Defendant cites Monsanto Co. v. Bayer Bioscience N.V., 514 F.3d 1229, 1242-43 (Fed. Cir. 2008) for the proposition that it should be entitled to put on a trial on the issue of inequitable conduct because it "retains a request for fees under [35 U.S.C.] § 285 and is entitled to attempt to prove circumstances that would allow it to recover such fees." Plt.'s Br., dkt. #111, at 7-8. Monsanto held only that a district court retains jurisdiction over counterclaims of unenforceability in light of a related request for attorney fees under § 285. Id. at 1242-43. That ruling does not interfere with a court's discretion to dismiss counterclaims of unenforceability as moot in light of a finding of noninfringement.

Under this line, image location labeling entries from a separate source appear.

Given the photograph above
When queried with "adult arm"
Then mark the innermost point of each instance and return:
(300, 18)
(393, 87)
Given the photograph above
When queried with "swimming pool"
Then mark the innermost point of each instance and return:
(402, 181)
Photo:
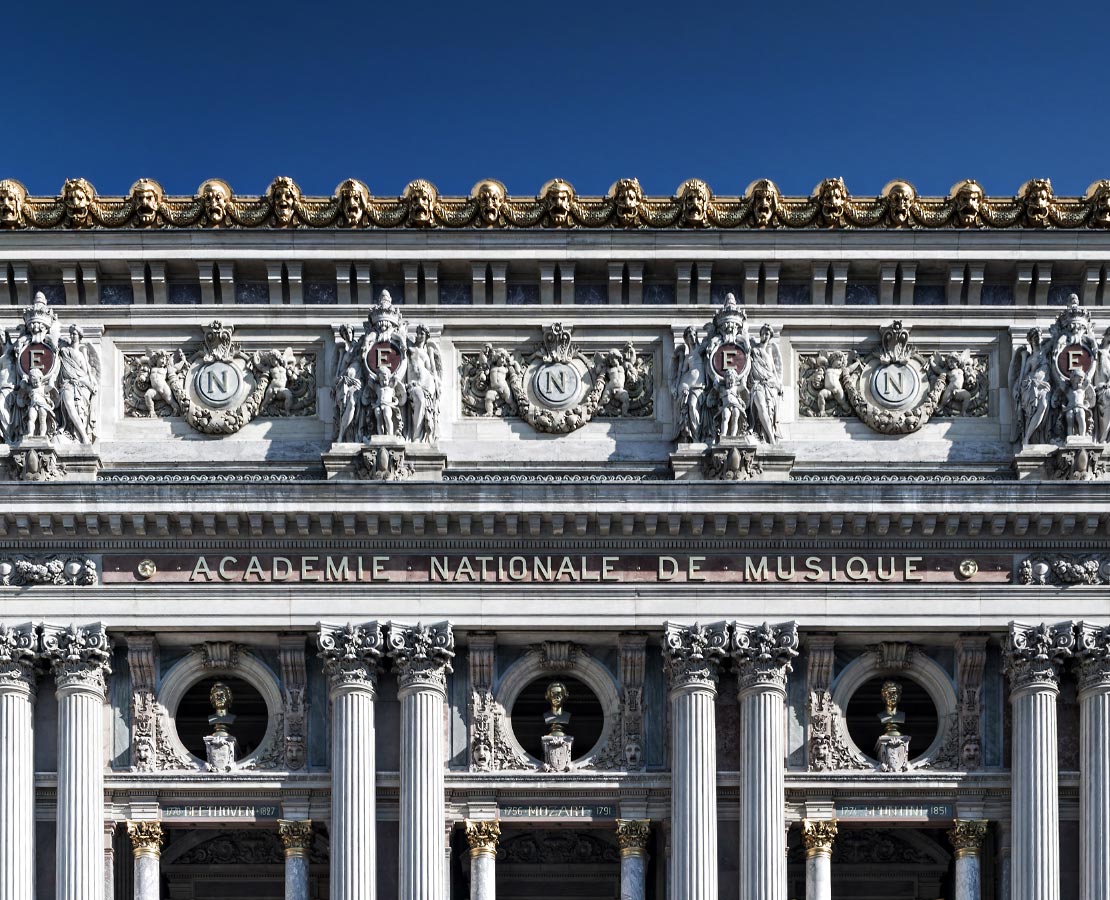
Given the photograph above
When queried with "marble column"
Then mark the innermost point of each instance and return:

Moreover, dismissal of defendant's unenforceability counterclaim does not stand in its way to requesting attorney fees under § 285 because a defendant whose unenforceability and invalidity counterclaims are dismissed as "moot" upon a finding of noninfringement is still the "prevailing party" under § 285. Inland Steel Co. v. LTV Steel Co., 364 F.3d 1318, 1320 (Fed. Cir. 2004) (defendant whose invalidity counterclaims were dismissed as moot was nonetheless "prevailing party" because it received favorable judgment on issue of infringement).

To the extent the issue of inequitable conduct is relevant to a request for attorney fees, defendant may raise it in the context of a § 285 motion. I note, however, that even though inequitable conduct may form a basis for the award of attorney fees under § 285 in proper cases, Pharmacia Upjohn Co. v. Mylan Pharms., Inc., 182 F.3d 1356, 1359 (Fed. Cir. 1999), defendant's theory is far shakier: it is that plaintiffs knew or believed that someone else had been alleged to have engaged in inequitable conduct but proceeded to file the present lawsuit. It is hard to see why, except in the most egregious of cases, a plaintiff would not be entitled to assert an infringement suit and allow the court to determine whether a defendant's allegations of inequitable conduct by a third party are true.


IT IS ORDERED that defendant Fiberstar, Inc.'s motion to alter or amend the judgment entered on January 30, 2008 (dkt. #108) is DENIED.

FURTHER, IT IS ORDERED that the January 28, 2008 opinion and order is AMENDED. The phrase "as moot" is DELETED from the end of paragraph 4 of the order and the phrase "in the court's discretion" is ADDED to the end of paragraph 4 of the order. The clerk of court is directed to enter an amended judgment accordingly.